The liquid diaspora is an ally of translocation. Translocation doesn’t only involve furniture and furnishings: it overturns the perceptive order of things and, in such a disorderly manner, even ones own self. With translocation the desire to not repeat the domestic order is affirmed, the order of the domesticated furniture thus fix, fixed, furniture-fixings: translocation against the domestic order, against it’s stale normality, against it’s foreseen solidity.
In the translocation of things (visions-of-the-world or daily concepts) and in the translocation of the subject (metaphysical lounges or bedrooms), the diaspora becomes liquid and hot. It becomes moved.

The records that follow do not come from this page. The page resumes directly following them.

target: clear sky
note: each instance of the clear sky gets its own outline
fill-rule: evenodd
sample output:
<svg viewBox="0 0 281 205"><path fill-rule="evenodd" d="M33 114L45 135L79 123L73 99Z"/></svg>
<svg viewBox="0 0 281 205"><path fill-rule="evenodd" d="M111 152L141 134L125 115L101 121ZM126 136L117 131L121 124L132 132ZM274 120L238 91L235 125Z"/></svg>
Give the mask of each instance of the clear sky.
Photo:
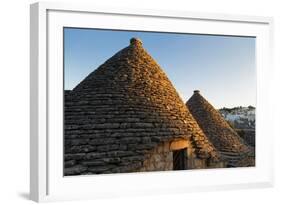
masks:
<svg viewBox="0 0 281 205"><path fill-rule="evenodd" d="M65 89L73 89L132 37L142 40L184 102L200 90L216 108L256 106L253 37L65 28Z"/></svg>

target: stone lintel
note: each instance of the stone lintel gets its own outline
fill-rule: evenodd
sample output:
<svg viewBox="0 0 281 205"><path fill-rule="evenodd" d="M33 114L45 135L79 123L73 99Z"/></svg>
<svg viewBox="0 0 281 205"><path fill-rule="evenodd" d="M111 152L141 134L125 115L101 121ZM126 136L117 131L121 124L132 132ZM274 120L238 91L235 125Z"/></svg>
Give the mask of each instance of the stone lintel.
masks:
<svg viewBox="0 0 281 205"><path fill-rule="evenodd" d="M186 139L174 140L170 143L170 150L180 150L188 147L188 141Z"/></svg>

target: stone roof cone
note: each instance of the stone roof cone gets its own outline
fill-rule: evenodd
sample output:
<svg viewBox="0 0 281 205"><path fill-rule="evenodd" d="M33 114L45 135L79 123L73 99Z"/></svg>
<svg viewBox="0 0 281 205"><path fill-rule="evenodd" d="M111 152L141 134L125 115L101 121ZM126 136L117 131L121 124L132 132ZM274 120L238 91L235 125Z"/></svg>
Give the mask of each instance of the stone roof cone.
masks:
<svg viewBox="0 0 281 205"><path fill-rule="evenodd" d="M234 131L223 116L195 90L186 106L228 166L254 166L253 150Z"/></svg>
<svg viewBox="0 0 281 205"><path fill-rule="evenodd" d="M134 170L142 166L144 153L173 138L192 139L199 158L219 158L140 39L132 38L65 98L65 160L73 159L75 149L88 152L77 156L79 164L65 166L77 167L77 173ZM90 159L99 170L87 164Z"/></svg>

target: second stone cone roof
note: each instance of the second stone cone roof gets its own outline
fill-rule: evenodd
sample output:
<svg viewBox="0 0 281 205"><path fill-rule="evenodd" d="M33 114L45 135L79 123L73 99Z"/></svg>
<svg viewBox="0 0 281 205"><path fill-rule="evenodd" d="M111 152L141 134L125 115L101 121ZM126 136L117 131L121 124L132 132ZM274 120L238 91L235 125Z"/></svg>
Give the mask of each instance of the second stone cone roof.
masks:
<svg viewBox="0 0 281 205"><path fill-rule="evenodd" d="M253 165L253 149L234 131L223 116L200 94L194 91L186 106L199 126L231 166ZM242 163L245 162L245 163Z"/></svg>

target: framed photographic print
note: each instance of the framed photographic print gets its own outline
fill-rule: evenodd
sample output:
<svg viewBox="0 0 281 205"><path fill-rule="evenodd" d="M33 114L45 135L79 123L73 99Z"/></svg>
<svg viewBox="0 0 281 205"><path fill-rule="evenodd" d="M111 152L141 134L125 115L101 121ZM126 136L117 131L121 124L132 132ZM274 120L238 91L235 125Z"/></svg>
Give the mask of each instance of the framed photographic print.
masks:
<svg viewBox="0 0 281 205"><path fill-rule="evenodd" d="M31 199L271 186L272 22L32 4Z"/></svg>

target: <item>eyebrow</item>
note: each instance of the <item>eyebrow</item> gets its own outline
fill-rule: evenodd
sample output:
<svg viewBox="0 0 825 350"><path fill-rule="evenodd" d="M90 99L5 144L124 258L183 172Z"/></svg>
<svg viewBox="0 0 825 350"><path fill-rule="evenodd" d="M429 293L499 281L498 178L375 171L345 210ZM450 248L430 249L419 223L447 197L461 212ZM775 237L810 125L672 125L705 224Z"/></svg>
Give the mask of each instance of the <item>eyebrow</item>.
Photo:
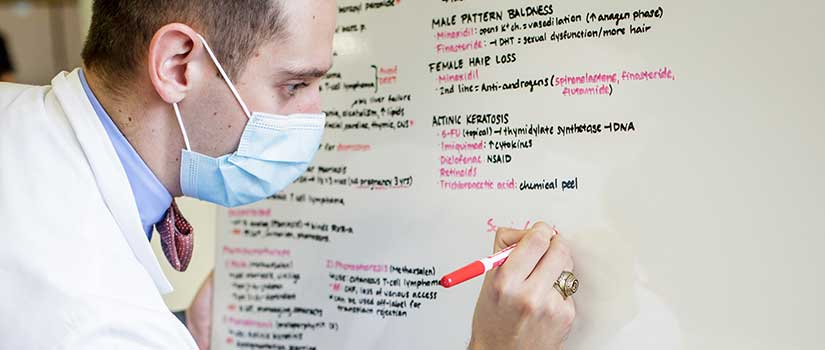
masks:
<svg viewBox="0 0 825 350"><path fill-rule="evenodd" d="M326 69L324 68L286 68L284 69L284 73L288 74L293 77L302 77L302 78L321 78L332 69L332 65L330 64L329 67Z"/></svg>

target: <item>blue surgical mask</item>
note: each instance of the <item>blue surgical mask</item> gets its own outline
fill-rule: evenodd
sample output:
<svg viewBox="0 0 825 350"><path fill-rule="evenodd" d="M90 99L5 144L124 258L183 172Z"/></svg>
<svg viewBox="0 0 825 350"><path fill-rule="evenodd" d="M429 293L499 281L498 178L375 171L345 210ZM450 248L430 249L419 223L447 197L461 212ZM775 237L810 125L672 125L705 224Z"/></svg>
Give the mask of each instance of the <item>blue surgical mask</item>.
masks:
<svg viewBox="0 0 825 350"><path fill-rule="evenodd" d="M180 165L183 194L224 207L272 196L306 171L321 144L326 117L323 114L250 113L209 44L202 36L198 37L249 120L238 150L213 158L192 151L180 108L177 103L172 104L186 144Z"/></svg>

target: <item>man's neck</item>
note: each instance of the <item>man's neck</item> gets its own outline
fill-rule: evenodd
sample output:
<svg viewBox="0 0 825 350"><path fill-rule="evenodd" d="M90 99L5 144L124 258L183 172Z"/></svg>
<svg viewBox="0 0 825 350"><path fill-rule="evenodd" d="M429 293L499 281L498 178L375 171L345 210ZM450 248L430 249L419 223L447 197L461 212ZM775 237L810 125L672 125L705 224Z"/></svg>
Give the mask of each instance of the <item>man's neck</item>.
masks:
<svg viewBox="0 0 825 350"><path fill-rule="evenodd" d="M84 68L89 88L117 128L173 197L181 196L180 150L183 141L172 107L152 96L151 86L135 86L117 96L93 71Z"/></svg>

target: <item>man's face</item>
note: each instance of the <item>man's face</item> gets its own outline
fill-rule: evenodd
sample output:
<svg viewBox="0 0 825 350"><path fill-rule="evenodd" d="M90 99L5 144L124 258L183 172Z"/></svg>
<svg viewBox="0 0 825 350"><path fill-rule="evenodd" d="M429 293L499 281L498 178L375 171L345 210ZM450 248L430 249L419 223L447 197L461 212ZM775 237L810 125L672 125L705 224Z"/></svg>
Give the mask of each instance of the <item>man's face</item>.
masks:
<svg viewBox="0 0 825 350"><path fill-rule="evenodd" d="M233 83L252 112L318 113L320 80L332 65L335 0L282 4L285 35L258 47ZM243 110L217 75L198 90L197 101L183 106L196 113L187 127L193 150L213 157L234 152L248 120Z"/></svg>

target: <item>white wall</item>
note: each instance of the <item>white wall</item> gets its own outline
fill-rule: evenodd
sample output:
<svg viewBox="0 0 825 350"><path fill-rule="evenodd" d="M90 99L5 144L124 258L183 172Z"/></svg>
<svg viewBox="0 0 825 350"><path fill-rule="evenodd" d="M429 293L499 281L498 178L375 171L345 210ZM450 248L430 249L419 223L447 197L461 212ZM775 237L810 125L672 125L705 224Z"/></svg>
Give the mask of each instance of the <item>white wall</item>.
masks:
<svg viewBox="0 0 825 350"><path fill-rule="evenodd" d="M79 14L78 6L70 4L0 4L0 32L18 82L45 85L59 71L80 65Z"/></svg>

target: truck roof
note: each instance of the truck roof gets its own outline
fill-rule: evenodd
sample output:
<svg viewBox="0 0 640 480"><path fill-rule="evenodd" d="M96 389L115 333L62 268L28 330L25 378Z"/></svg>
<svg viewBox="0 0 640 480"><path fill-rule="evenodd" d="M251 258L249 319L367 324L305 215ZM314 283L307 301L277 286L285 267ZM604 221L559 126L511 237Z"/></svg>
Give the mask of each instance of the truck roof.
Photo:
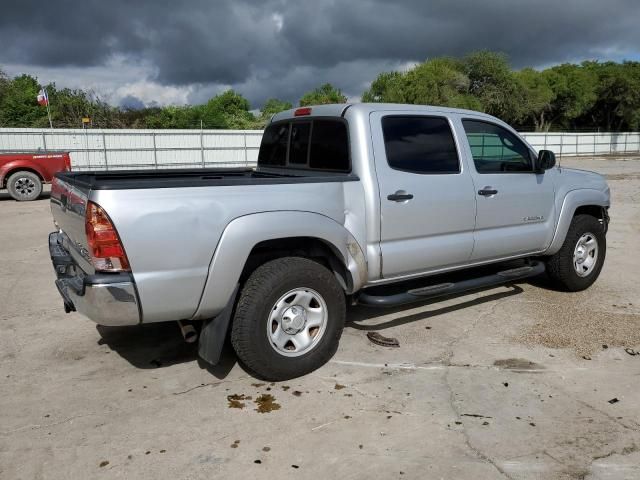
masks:
<svg viewBox="0 0 640 480"><path fill-rule="evenodd" d="M449 107L439 107L434 105L410 105L403 103L333 103L329 105L311 105L308 107L298 107L292 108L290 110L285 110L280 113L276 113L272 118L272 122L276 122L279 120L287 120L290 118L297 118L300 115L296 115L296 111L302 109L310 109L310 112L305 112L303 116L310 117L341 117L344 113L349 109L350 111L357 111L358 114L367 115L371 112L380 112L380 111L409 111L409 112L424 112L424 113L457 113L457 114L467 114L473 115L475 117L485 117L491 120L498 120L503 123L500 119L497 119L491 115L486 113L477 112L474 110L465 110L462 108L449 108Z"/></svg>

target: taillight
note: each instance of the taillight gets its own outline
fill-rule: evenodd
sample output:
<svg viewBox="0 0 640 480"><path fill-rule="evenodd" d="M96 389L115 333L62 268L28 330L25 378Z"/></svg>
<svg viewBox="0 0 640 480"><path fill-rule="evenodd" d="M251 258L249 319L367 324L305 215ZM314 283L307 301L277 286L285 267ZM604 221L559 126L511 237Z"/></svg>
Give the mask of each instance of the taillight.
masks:
<svg viewBox="0 0 640 480"><path fill-rule="evenodd" d="M296 108L293 112L294 117L304 117L305 115L311 115L311 107Z"/></svg>
<svg viewBox="0 0 640 480"><path fill-rule="evenodd" d="M64 156L64 169L67 172L71 171L71 157L69 155Z"/></svg>
<svg viewBox="0 0 640 480"><path fill-rule="evenodd" d="M102 207L88 202L84 225L89 252L96 270L102 272L131 271L118 232Z"/></svg>

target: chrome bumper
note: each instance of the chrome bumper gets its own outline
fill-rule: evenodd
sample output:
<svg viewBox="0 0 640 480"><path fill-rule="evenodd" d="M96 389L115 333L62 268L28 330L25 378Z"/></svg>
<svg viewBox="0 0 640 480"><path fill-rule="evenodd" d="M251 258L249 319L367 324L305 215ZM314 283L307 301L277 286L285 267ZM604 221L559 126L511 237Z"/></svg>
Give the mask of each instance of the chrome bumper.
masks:
<svg viewBox="0 0 640 480"><path fill-rule="evenodd" d="M77 311L99 325L140 323L138 295L130 273L86 274L64 247L59 232L49 234L49 253L66 312Z"/></svg>

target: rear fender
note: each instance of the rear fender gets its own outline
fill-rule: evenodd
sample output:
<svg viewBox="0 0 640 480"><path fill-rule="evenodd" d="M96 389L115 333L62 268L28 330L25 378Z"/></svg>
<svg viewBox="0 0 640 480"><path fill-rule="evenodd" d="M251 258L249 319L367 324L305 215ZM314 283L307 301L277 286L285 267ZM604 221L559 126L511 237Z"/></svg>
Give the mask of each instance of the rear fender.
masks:
<svg viewBox="0 0 640 480"><path fill-rule="evenodd" d="M341 256L351 281L346 293L360 289L367 278L362 248L347 229L329 217L311 212L264 212L237 218L225 228L213 259L200 305L193 320L221 312L231 297L249 254L265 240L312 237L324 241Z"/></svg>

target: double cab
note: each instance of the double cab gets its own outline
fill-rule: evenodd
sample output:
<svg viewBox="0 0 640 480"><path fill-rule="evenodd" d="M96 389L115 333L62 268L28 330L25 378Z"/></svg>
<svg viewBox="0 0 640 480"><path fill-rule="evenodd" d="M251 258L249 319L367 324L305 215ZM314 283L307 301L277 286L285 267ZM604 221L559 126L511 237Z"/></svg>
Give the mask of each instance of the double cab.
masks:
<svg viewBox="0 0 640 480"><path fill-rule="evenodd" d="M67 311L179 321L256 375L335 353L348 304L390 306L546 271L589 287L609 188L484 113L395 104L276 114L252 169L62 172L49 237ZM193 338L193 335L191 338Z"/></svg>

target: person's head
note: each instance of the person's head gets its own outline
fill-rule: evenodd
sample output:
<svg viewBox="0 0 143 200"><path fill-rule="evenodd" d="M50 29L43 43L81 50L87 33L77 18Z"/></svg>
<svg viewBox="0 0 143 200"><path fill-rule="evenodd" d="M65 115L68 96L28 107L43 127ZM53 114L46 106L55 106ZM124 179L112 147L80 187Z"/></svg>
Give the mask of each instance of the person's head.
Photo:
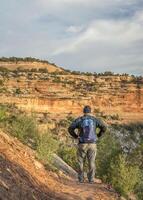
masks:
<svg viewBox="0 0 143 200"><path fill-rule="evenodd" d="M91 107L90 106L84 106L83 108L83 113L84 114L90 114L91 113Z"/></svg>

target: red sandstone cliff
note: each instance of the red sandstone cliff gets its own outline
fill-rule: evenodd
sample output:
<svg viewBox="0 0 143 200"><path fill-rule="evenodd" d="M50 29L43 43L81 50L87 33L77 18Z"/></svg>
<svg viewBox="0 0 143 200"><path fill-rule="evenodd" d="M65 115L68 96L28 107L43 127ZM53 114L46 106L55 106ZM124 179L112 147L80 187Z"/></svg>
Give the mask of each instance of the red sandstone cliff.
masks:
<svg viewBox="0 0 143 200"><path fill-rule="evenodd" d="M6 66L10 69L15 64L5 63ZM33 68L33 63L25 66ZM47 67L48 71L53 70ZM55 74L0 72L0 103L16 104L28 112L53 114L79 114L83 105L90 104L95 113L100 110L125 120L143 120L142 77L64 75L60 71L56 67Z"/></svg>

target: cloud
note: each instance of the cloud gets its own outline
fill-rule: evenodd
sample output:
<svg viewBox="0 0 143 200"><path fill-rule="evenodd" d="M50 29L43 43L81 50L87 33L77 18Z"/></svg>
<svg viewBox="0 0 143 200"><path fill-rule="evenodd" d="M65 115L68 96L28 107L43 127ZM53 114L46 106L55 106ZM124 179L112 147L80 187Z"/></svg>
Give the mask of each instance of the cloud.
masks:
<svg viewBox="0 0 143 200"><path fill-rule="evenodd" d="M142 1L141 0L102 0L102 1L99 1L99 0L88 0L88 1L85 1L85 0L37 0L37 3L39 3L39 5L44 5L47 6L47 7L58 7L58 8L61 8L61 7L66 7L68 5L70 6L74 6L74 5L80 5L80 6L87 6L87 7L96 7L96 8L103 8L103 7L117 7L117 6L121 6L121 7L124 7L124 6L135 6L135 5L138 5L140 4ZM60 6L60 7L59 7Z"/></svg>
<svg viewBox="0 0 143 200"><path fill-rule="evenodd" d="M142 12L137 13L131 19L122 20L95 20L83 30L79 35L76 35L72 40L66 41L65 46L61 45L56 49L54 55L61 53L70 53L80 51L87 43L96 42L106 45L116 46L117 48L126 47L131 43L143 39L143 20ZM69 27L68 30L79 32L77 27ZM80 29L81 30L81 29Z"/></svg>
<svg viewBox="0 0 143 200"><path fill-rule="evenodd" d="M69 33L79 33L79 32L81 32L82 29L83 29L82 26L73 26L73 25L71 25L71 26L69 26L67 28L66 31L69 32Z"/></svg>
<svg viewBox="0 0 143 200"><path fill-rule="evenodd" d="M142 0L0 1L0 56L33 56L81 71L143 72Z"/></svg>

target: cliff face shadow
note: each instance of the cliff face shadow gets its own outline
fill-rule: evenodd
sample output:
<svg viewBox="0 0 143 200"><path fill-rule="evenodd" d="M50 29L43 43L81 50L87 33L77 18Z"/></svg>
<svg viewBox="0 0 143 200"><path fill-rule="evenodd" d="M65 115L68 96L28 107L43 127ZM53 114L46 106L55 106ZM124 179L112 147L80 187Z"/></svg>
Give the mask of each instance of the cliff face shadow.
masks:
<svg viewBox="0 0 143 200"><path fill-rule="evenodd" d="M54 200L61 198L37 182L22 166L0 154L0 200Z"/></svg>

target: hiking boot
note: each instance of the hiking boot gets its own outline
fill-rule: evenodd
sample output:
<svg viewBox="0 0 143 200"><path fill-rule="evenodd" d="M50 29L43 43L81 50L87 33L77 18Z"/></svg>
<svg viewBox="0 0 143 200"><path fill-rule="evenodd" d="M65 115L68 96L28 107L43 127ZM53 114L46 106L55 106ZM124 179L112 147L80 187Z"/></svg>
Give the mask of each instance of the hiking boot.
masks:
<svg viewBox="0 0 143 200"><path fill-rule="evenodd" d="M89 183L97 183L97 184L101 184L102 183L102 180L101 179L98 179L98 178L95 178L94 180L88 180Z"/></svg>
<svg viewBox="0 0 143 200"><path fill-rule="evenodd" d="M94 180L89 180L88 182L89 182L90 184L95 183Z"/></svg>
<svg viewBox="0 0 143 200"><path fill-rule="evenodd" d="M83 180L80 180L79 183L84 183L84 181L83 181Z"/></svg>
<svg viewBox="0 0 143 200"><path fill-rule="evenodd" d="M84 179L78 179L79 183L84 183Z"/></svg>

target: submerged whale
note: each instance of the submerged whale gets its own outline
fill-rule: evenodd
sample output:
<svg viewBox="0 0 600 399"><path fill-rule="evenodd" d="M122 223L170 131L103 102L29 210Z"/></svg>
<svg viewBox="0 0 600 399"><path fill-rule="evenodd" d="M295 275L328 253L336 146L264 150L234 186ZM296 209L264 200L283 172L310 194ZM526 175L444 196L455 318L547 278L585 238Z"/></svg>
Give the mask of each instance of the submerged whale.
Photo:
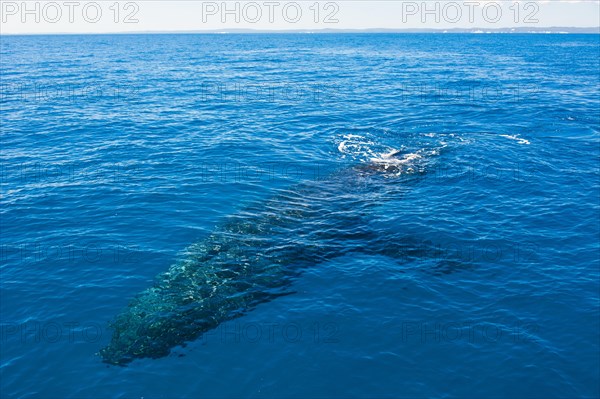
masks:
<svg viewBox="0 0 600 399"><path fill-rule="evenodd" d="M423 160L423 154L390 151L228 218L116 316L112 339L99 352L102 360L123 366L167 356L220 323L291 293L308 266L388 248L385 237L369 229L369 208L374 197L400 193L425 173Z"/></svg>

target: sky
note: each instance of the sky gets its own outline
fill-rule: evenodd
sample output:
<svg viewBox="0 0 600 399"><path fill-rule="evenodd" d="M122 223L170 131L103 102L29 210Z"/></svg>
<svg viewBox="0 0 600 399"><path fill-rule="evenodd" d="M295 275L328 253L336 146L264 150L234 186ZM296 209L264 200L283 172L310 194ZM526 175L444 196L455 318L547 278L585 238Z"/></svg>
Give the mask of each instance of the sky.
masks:
<svg viewBox="0 0 600 399"><path fill-rule="evenodd" d="M0 1L1 34L598 27L600 0Z"/></svg>

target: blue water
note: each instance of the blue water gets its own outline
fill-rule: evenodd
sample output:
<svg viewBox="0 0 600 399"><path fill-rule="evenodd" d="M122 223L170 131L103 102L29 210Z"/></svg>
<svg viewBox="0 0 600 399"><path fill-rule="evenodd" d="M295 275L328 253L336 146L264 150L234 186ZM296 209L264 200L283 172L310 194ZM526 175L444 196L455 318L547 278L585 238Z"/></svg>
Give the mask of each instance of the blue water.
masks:
<svg viewBox="0 0 600 399"><path fill-rule="evenodd" d="M0 66L2 397L600 395L600 36L3 36ZM169 356L96 355L307 184L345 253Z"/></svg>

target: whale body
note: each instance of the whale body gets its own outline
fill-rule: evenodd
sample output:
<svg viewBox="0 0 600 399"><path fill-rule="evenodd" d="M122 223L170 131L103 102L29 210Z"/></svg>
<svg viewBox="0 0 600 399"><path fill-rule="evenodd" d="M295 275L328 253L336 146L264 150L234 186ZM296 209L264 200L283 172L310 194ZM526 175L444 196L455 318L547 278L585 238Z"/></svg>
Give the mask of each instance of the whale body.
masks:
<svg viewBox="0 0 600 399"><path fill-rule="evenodd" d="M167 356L220 323L291 293L306 267L374 250L385 238L368 227L373 196L390 195L391 186L402 190L411 176L424 173L415 159L384 154L228 218L116 316L111 341L99 352L102 360L123 366ZM409 179L391 182L390 176Z"/></svg>

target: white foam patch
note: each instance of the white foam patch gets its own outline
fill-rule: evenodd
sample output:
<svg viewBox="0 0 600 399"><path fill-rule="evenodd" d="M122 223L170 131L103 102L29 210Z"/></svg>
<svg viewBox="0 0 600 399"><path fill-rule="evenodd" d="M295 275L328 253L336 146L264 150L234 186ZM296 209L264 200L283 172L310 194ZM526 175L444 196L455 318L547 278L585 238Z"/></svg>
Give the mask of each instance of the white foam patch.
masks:
<svg viewBox="0 0 600 399"><path fill-rule="evenodd" d="M517 135L501 134L501 135L500 135L500 137L504 137L504 138L507 138L507 139L509 139L509 140L514 140L514 141L516 141L516 142L517 142L517 143L519 143L519 144L524 144L524 145L529 145L529 144L531 144L531 143L529 142L529 140L526 140L526 139L524 139L524 138L521 138L521 137L519 137L519 136L517 136Z"/></svg>
<svg viewBox="0 0 600 399"><path fill-rule="evenodd" d="M380 150L391 151L389 147L378 146L368 138L356 134L347 134L342 136L342 141L338 144L338 151L344 154L344 158L349 156L353 159L366 161L369 158L377 156Z"/></svg>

Ghost Dog directed by Jarmush is a diasporic, aporetic, maroonized, hybrid, syncretic, glocal, anthropophagic, a multiple pidgin-film.
An Afro-American subsumed the samurai codes: “The way of the samurai is death… Everyday, without fail, one should consider himself dead. This is the substance of the way of the samurai.”
“This is the absurd and hyper-real day-to-day of a Whitaker – misanthropist ghost dog – in an existential swing between dream and wake on the roof of an apocalyptic world made of freaks, interethnic conflicts between the poor, gangs, decrepit and crippled Italian Mafioso for whom he works as an assassin. His colour is black, accepted and recognised in his nihilist phantasma-goria by red and blue, therefore by crips and bloods codes that appear and disappear; nods from gangs on the street corners and raps in the desolated gardens of the ghost-metropolis” (Alter8 Macarone Palmieri).
With this film Jarmush marronizes every code, he allows it to escape and he attaches it to every other fragmented code to his pleasure: even for this we find in his films visual pleasure, there is a desire of panoramas that is diluted in the hybrid bodies of the metropolis.


BIBLIOGRAPHY

Alter8 Macarone Palmieri, F.
2000 Ghost Dog – Cani impuri mordono, in “Avatar – Antropologia e Comunicazione”, n.1, Roma, Castelvecchi.

Andrade de M.
1928 Macunaìma. Gli eroi senza carattere, Milano, Adelphi, 1970.

Clifford, J.
1984 I frutti puri impazziscono, Torino, Bollati Boringhieri.
1999 Strade. Viaggio e traduzione alla fine del XX secolo, Torino, Bollati Boringhieri.

Cannevacci, M.
1994 Antropologia della comunicazione visuale, Genova, Costa&Nolan.
1999 Culture eXtreme, Roma, Meltemi.
2000 Sincretismi (nuova edizione), Genova, Costa&Nolan.

Corzani, V.
2000 The Battle of Rome, interview to Pandit G, in Il Manifesto 19/02/2000

Ribeiro, D.
1988 Liminar: Macunaìma, Florianopolis, Coleção Arquivos, UFSC.